At stake are price increases that buyers on the federal exchange, HealthCare.gov, and other online marketplaces will encounter when they get renewal notices this year. Forecasting success or failure could also affect whether insurers stay on the exchanges, a key pillar of the health overhaul.
The 2014 enrollment period closed at the end of March for most consumers. But carriers selling medical plans on HealthCare.gov must file initial 2015 rate requests with federal regulators in late May or June, even though they have little idea about the health and potential costs of their newly enrolled members. Deadlines also loom for state-run exchange filings.
WellPoint, the biggest player in the online exchanges, is talking about double-digit rate hikes for 2015. Such increases would give ammunition to Republican critics before the November elections.
Analysts’ expectations vary, but nobody is predicting decreases.
“We’ll see rate increases in the marketplaces, but I think it’s anyone’s guess” about what the precise changes will be, said Sabrina Corlette, project director at the Georgetown University Center on Health Insurance Reforms. “It’s like nailing Jell-O to a wall.”
The health law required insurers to accept all applicants this year for the first time without asking about existing illness. That reduces what they know about customers and raises the likelihood that they’ll sign sicker, more expensive members who were previously denied coverage.

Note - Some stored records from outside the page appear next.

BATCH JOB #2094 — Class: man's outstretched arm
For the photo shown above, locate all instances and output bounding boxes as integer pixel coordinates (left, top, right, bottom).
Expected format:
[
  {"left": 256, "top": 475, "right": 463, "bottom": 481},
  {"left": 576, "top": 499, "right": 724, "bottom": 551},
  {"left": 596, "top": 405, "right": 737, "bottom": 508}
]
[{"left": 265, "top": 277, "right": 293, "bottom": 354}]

At CoOportunity Health, a nonprofit carrier in Iowa and Nebraska, many enrollees scheduled medical treatments — including surgeries — as soon as possible after their coverage began Jan. 1, said chief operating officer Cliff Gold. Among the procedures were several expensive transplant operations, including heart and lung procedures that can cost more than $1 million each.
But insurers tend to receive pharmaceutical claims long before hospital bills. They are poring over these early prescription records for clues about new members’ medical status.